Comparing proofs for the Jaccard metric

 BetterExplained source

Kalid Azad is the founder of the website Better Explained. It is devoted to explaining mathematical concepts. He also has written two books.

Today we discuss how some proofs provide a concise explanation whereas others promote exploration of related concepts.

Azad’s site has a rich page titled, “Math Proofs vs. Explanations (aka Nutrition vs. Taste).” It argues that the best explanations start with an analogy to a relation that readers already understand. Even if the connection is not sharp, it can be refined once the reader’s attention is solid. This is opposed to a formal proof in which every step is sharp and correct but intuition is wanting.

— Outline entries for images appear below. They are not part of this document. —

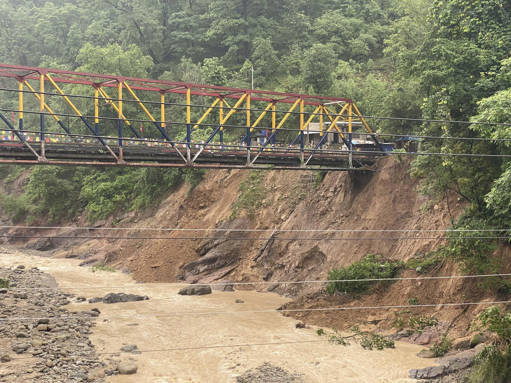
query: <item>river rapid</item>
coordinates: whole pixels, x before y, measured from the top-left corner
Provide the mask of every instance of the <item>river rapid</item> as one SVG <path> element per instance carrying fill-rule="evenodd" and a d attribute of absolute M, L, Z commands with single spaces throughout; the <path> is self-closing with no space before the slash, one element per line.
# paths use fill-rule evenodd
<path fill-rule="evenodd" d="M 0 266 L 37 267 L 53 275 L 63 291 L 87 299 L 121 292 L 149 296 L 149 300 L 141 302 L 113 304 L 84 302 L 66 306 L 69 310 L 94 307 L 101 310 L 97 327 L 92 329 L 94 333 L 90 338 L 98 352 L 119 352 L 123 344 L 130 343 L 136 344 L 144 351 L 320 339 L 313 326 L 295 328 L 296 320 L 284 317 L 278 312 L 137 317 L 173 313 L 273 310 L 288 300 L 272 293 L 245 291 L 213 291 L 207 295 L 183 296 L 177 294 L 179 287 L 135 283 L 129 275 L 120 271 L 92 273 L 88 268 L 79 266 L 80 262 L 19 252 L 0 254 Z M 94 288 L 96 286 L 101 288 Z M 245 303 L 236 303 L 236 299 Z M 110 316 L 131 317 L 101 318 Z M 137 325 L 127 325 L 134 323 Z M 236 376 L 265 362 L 290 373 L 303 374 L 301 378 L 305 383 L 417 381 L 407 378 L 408 371 L 430 366 L 432 361 L 415 356 L 423 349 L 422 346 L 400 342 L 396 345 L 394 349 L 382 351 L 364 350 L 353 342 L 346 347 L 322 342 L 122 354 L 114 358 L 132 358 L 138 364 L 138 372 L 131 375 L 110 377 L 108 381 L 235 383 Z M 109 357 L 108 355 L 102 356 L 103 359 Z"/>

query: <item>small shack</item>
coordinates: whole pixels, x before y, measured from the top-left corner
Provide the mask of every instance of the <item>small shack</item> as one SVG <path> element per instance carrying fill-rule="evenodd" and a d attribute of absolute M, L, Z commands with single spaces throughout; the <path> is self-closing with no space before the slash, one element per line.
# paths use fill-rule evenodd
<path fill-rule="evenodd" d="M 396 143 L 396 149 L 404 148 L 408 153 L 416 152 L 419 150 L 418 137 L 401 137 L 394 140 L 393 142 Z"/>

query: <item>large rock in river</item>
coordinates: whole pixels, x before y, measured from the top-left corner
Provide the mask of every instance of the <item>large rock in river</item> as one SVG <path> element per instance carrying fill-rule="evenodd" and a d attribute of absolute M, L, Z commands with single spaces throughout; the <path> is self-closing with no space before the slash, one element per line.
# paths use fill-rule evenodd
<path fill-rule="evenodd" d="M 220 284 L 213 283 L 211 285 L 211 289 L 217 291 L 234 291 L 233 288 L 233 281 L 228 279 L 224 279 L 218 282 Z"/>
<path fill-rule="evenodd" d="M 211 288 L 209 286 L 188 286 L 181 289 L 177 294 L 179 295 L 205 295 L 211 294 Z"/>
<path fill-rule="evenodd" d="M 130 375 L 134 374 L 138 369 L 138 366 L 134 362 L 121 362 L 117 365 L 117 371 L 121 375 Z"/>
<path fill-rule="evenodd" d="M 136 302 L 146 301 L 149 298 L 147 295 L 136 295 L 135 294 L 125 294 L 124 293 L 110 293 L 103 298 L 104 303 L 119 303 L 121 302 Z M 90 300 L 89 301 L 90 303 Z"/>

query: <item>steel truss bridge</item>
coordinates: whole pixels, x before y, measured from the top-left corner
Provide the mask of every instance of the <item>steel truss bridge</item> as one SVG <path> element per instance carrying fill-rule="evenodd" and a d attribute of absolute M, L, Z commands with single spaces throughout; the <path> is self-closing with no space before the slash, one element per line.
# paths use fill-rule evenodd
<path fill-rule="evenodd" d="M 0 118 L 5 124 L 0 133 L 0 163 L 349 170 L 385 155 L 349 99 L 6 64 L 0 64 Z M 139 98 L 143 94 L 150 101 Z M 133 104 L 145 119 L 126 115 Z M 192 108 L 200 108 L 199 118 L 192 119 Z M 185 116 L 185 121 L 167 118 L 169 110 L 181 118 Z M 229 125 L 235 113 L 238 125 Z M 26 115 L 29 123 L 24 125 Z M 80 128 L 74 129 L 79 131 L 72 131 L 72 124 L 64 122 L 72 120 L 79 122 Z M 262 122 L 264 127 L 259 125 Z M 319 127 L 310 128 L 313 122 Z M 141 136 L 142 124 L 147 123 L 156 127 L 153 131 L 159 137 Z M 340 123 L 347 131 L 339 129 Z M 365 128 L 374 149 L 353 150 L 356 123 Z M 73 125 L 77 126 L 76 121 Z M 49 126 L 53 131 L 48 130 Z M 108 128 L 111 134 L 113 126 L 115 136 L 102 133 Z M 185 128 L 183 139 L 169 136 L 176 127 Z M 198 140 L 194 132 L 199 128 L 212 132 Z M 251 135 L 262 129 L 266 132 L 264 142 L 251 140 Z M 233 131 L 239 139 L 224 142 L 224 132 Z M 280 143 L 279 132 L 294 138 Z M 326 145 L 330 132 L 338 135 L 344 146 Z M 319 138 L 313 146 L 307 145 L 305 135 L 311 134 Z"/>

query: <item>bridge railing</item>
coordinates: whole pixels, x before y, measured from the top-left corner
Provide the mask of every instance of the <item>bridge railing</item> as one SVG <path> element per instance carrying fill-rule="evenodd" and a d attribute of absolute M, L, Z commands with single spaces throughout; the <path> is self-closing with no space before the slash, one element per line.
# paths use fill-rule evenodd
<path fill-rule="evenodd" d="M 204 151 L 207 153 L 208 151 L 232 150 L 233 147 L 237 147 L 238 151 L 246 151 L 248 165 L 253 165 L 258 158 L 265 152 L 296 153 L 301 156 L 302 162 L 307 165 L 313 156 L 325 153 L 327 151 L 325 150 L 326 147 L 330 149 L 328 151 L 330 154 L 347 154 L 350 158 L 351 164 L 352 153 L 355 151 L 353 150 L 352 146 L 352 136 L 355 124 L 359 124 L 365 129 L 367 134 L 374 140 L 378 151 L 384 151 L 356 106 L 348 99 L 185 84 L 2 64 L 0 64 L 0 77 L 10 78 L 17 82 L 17 87 L 2 88 L 0 91 L 15 95 L 18 104 L 17 108 L 13 108 L 12 104 L 8 105 L 9 103 L 5 106 L 10 106 L 10 108 L 4 107 L 4 105 L 0 104 L 2 107 L 0 117 L 17 139 L 22 141 L 37 157 L 38 160 L 41 161 L 45 160 L 45 146 L 52 142 L 58 142 L 60 138 L 49 135 L 45 121 L 49 117 L 54 119 L 55 126 L 61 128 L 64 134 L 71 134 L 71 126 L 72 125 L 76 126 L 76 124 L 64 123 L 63 119 L 68 121 L 70 119 L 79 120 L 83 128 L 87 129 L 89 135 L 92 136 L 81 143 L 90 143 L 86 141 L 94 139 L 121 163 L 124 161 L 123 147 L 127 149 L 130 146 L 150 145 L 152 147 L 156 145 L 171 148 L 181 160 L 188 165 L 193 164 Z M 34 81 L 37 81 L 38 86 L 33 86 Z M 66 89 L 71 90 L 68 93 L 61 87 L 63 84 L 67 87 Z M 85 85 L 86 89 L 90 90 L 89 93 L 93 92 L 94 95 L 75 94 L 72 91 L 76 89 L 72 87 L 73 85 L 80 85 L 80 89 Z M 108 89 L 113 90 L 113 92 L 109 95 L 106 91 Z M 154 97 L 152 98 L 153 100 L 143 101 L 138 97 L 142 93 L 146 96 L 149 94 L 147 97 L 150 99 L 155 93 L 159 93 L 158 101 L 154 100 Z M 29 94 L 36 99 L 34 101 L 38 103 L 38 110 L 27 107 L 26 97 L 24 98 L 24 96 Z M 51 102 L 55 98 L 59 98 L 59 101 Z M 199 103 L 193 103 L 192 98 L 194 98 L 194 102 L 198 100 Z M 11 97 L 9 99 L 12 101 L 14 98 Z M 168 98 L 172 100 L 169 101 Z M 205 100 L 211 102 L 204 105 Z M 56 111 L 52 109 L 59 107 L 61 109 L 63 102 L 67 105 L 66 108 L 72 111 L 72 113 L 63 113 L 61 110 Z M 126 104 L 131 106 L 126 108 Z M 254 105 L 260 107 L 253 107 Z M 281 110 L 277 108 L 277 105 L 285 105 L 286 108 Z M 138 113 L 134 112 L 135 109 L 132 107 L 134 106 L 139 109 L 140 112 L 144 113 L 146 118 L 140 118 L 138 114 L 136 115 L 138 118 L 127 115 L 129 113 Z M 104 110 L 105 107 L 110 111 L 106 112 Z M 176 108 L 179 110 L 177 112 Z M 173 115 L 181 116 L 180 118 L 185 121 L 168 121 L 169 119 L 166 116 L 168 115 L 169 108 Z M 200 112 L 193 114 L 193 109 Z M 83 112 L 85 110 L 94 110 L 94 112 L 88 114 Z M 12 113 L 11 121 L 4 115 L 6 112 Z M 111 116 L 112 112 L 115 113 L 115 116 Z M 243 115 L 242 118 L 240 114 Z M 26 127 L 24 126 L 24 114 L 38 117 L 38 132 L 24 136 L 23 132 L 26 130 Z M 195 117 L 194 119 L 193 115 Z M 293 117 L 290 118 L 291 116 Z M 234 120 L 234 124 L 231 124 L 232 120 Z M 135 127 L 139 123 L 140 131 Z M 146 124 L 147 130 L 147 123 L 156 128 L 161 140 L 164 142 L 143 139 L 142 136 L 145 134 L 143 125 Z M 262 123 L 264 124 L 262 126 Z M 311 123 L 315 124 L 317 127 L 311 129 Z M 339 124 L 343 124 L 347 128 L 347 131 L 341 130 Z M 36 127 L 33 124 L 33 123 L 31 124 L 32 129 Z M 111 133 L 111 127 L 114 125 L 117 127 L 115 142 L 112 139 L 104 138 L 101 134 L 105 131 Z M 15 126 L 17 129 L 15 128 Z M 126 129 L 127 127 L 129 130 Z M 181 131 L 176 132 L 176 129 L 178 130 L 180 129 Z M 202 139 L 194 139 L 194 135 L 199 131 Z M 253 142 L 251 137 L 256 132 L 261 131 L 265 132 L 263 137 L 264 142 Z M 127 136 L 127 132 L 129 133 L 129 135 Z M 227 133 L 227 143 L 224 139 L 225 132 Z M 178 135 L 180 133 L 183 138 L 180 140 L 171 138 L 171 133 Z M 205 133 L 207 133 L 205 136 Z M 233 138 L 237 134 L 238 142 L 233 143 Z M 313 146 L 308 145 L 306 136 L 310 137 L 313 134 L 318 136 L 316 143 Z M 338 140 L 344 143 L 346 150 L 342 151 L 342 145 L 338 146 L 337 148 L 332 147 L 327 139 L 329 134 L 337 136 Z M 261 135 L 260 133 L 259 135 Z M 285 136 L 289 137 L 290 140 L 292 139 L 292 141 L 280 142 Z M 76 136 L 69 139 L 72 140 L 72 143 L 80 143 Z M 151 142 L 144 142 L 146 140 Z M 34 150 L 33 145 L 31 143 L 34 142 L 39 142 L 38 152 Z M 112 149 L 114 147 L 116 148 L 115 151 Z M 294 149 L 297 148 L 298 151 L 296 152 Z M 344 153 L 339 153 L 341 151 Z"/>

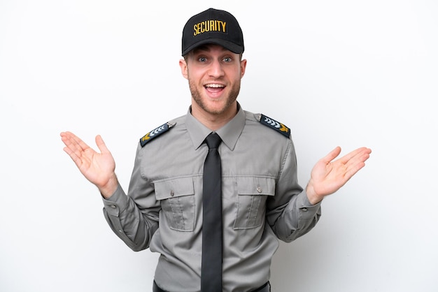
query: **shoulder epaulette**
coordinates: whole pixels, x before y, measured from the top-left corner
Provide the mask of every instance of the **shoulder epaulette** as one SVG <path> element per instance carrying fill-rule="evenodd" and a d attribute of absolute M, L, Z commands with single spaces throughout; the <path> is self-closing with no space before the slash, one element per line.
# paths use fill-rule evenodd
<path fill-rule="evenodd" d="M 290 129 L 288 128 L 287 126 L 285 126 L 283 124 L 281 124 L 276 121 L 275 119 L 271 119 L 270 117 L 267 117 L 262 114 L 260 114 L 259 117 L 260 117 L 259 122 L 261 124 L 264 124 L 264 126 L 267 126 L 271 129 L 274 129 L 275 131 L 286 136 L 287 138 L 290 137 Z"/>
<path fill-rule="evenodd" d="M 148 133 L 146 135 L 140 138 L 140 145 L 141 145 L 141 147 L 144 147 L 144 145 L 146 145 L 148 142 L 150 141 L 154 138 L 159 136 L 163 133 L 166 133 L 176 124 L 176 123 L 166 123 L 160 126 L 158 128 L 154 129 L 150 132 Z"/>

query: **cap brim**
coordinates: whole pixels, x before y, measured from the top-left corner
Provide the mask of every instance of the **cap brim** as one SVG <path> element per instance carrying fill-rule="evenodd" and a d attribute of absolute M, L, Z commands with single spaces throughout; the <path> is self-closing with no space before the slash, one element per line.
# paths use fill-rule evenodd
<path fill-rule="evenodd" d="M 192 50 L 195 49 L 196 48 L 202 45 L 206 45 L 209 43 L 222 45 L 225 49 L 230 50 L 231 52 L 235 54 L 241 54 L 243 52 L 243 47 L 242 47 L 241 45 L 236 45 L 234 43 L 232 43 L 230 41 L 225 41 L 221 38 L 206 38 L 204 40 L 199 41 L 199 42 L 194 43 L 190 47 L 187 48 L 183 52 L 182 55 L 185 56 Z"/>

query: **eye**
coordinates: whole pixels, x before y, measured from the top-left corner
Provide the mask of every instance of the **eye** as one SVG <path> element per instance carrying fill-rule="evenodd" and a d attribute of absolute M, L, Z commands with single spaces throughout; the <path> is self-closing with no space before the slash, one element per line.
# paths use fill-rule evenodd
<path fill-rule="evenodd" d="M 223 59 L 223 61 L 226 62 L 226 63 L 229 63 L 230 61 L 232 61 L 233 59 L 232 59 L 231 57 L 225 57 Z"/>

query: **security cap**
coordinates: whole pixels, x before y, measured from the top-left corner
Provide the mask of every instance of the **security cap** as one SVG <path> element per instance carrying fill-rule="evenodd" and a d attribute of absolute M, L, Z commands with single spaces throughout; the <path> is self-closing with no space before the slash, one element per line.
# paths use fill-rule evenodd
<path fill-rule="evenodd" d="M 229 13 L 209 8 L 190 17 L 183 29 L 184 56 L 206 43 L 220 45 L 236 54 L 243 52 L 243 34 Z"/>

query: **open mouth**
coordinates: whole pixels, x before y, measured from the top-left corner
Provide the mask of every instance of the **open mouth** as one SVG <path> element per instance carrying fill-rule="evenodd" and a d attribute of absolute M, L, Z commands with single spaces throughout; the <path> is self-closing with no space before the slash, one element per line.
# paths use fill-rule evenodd
<path fill-rule="evenodd" d="M 210 94 L 218 94 L 225 88 L 225 86 L 221 84 L 211 83 L 204 86 L 207 92 Z"/>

To this we add the role proofs can play in exploration. If you have one proof of a theorem that you understand, there is value in seeking other proofs that use other ideas. Usually we think of ideas as coming first—as thoughts we refine into a proof. The advantage of starting with a proof is already having certitude and sharpness—you know a recipe that works and now can try varying and augmenting it.

## Jaccard Distance as Example

Azad’s page gives examples of proofs for the Pythagorean Theorem and for ${e^{i\theta} = \cos(\theta) + i\sin(\theta)}$. It then quotes from William Thurston’s essay “On Proofs and Progress in Mathematics,” which we once mentioned. We will use the example of Jaccard distance ${J_\delta}$ from our previous post. We start with this definition:

$\displaystyle J_\delta(A,B) = \frac{|A \;\Delta\; B|}{|A \cup B|},$

now using ${\Delta}$ for the symmetric difference ${(A \cup B) \setminus (A \cap B)}$. So the triangle inequality becomes, for any finite sets ${A,B,C}$:

$\displaystyle \frac{|A \;\Delta\; C|}{|A \cup C|} \leq \frac{|A \;\Delta\; B|}{|A \cup B|} + \frac{|B \;\Delta\; C|}{|B \cup C|}. \ \ \ \ \ (1)$

We think the proof we gave in the last post is simple and direct and intuitive but maybe not explorative. It first connects the solid understanding that without the denominators this would be the well-known triangle inequality for Hamming distance. To reprise, it considers ${A,C}$ fixed and varies ${B}$ to arrive at that simpler fact in three steps:

1. If ${B}$ contains ${b}$ elements not in ${A \cup C}$ then removing them subtracts ${b}$ from both right-hand numerators and both right-hand denominators. Since those fractions are each ${< 1}$ (else 1 would be immediately true), the right-hand side goes down.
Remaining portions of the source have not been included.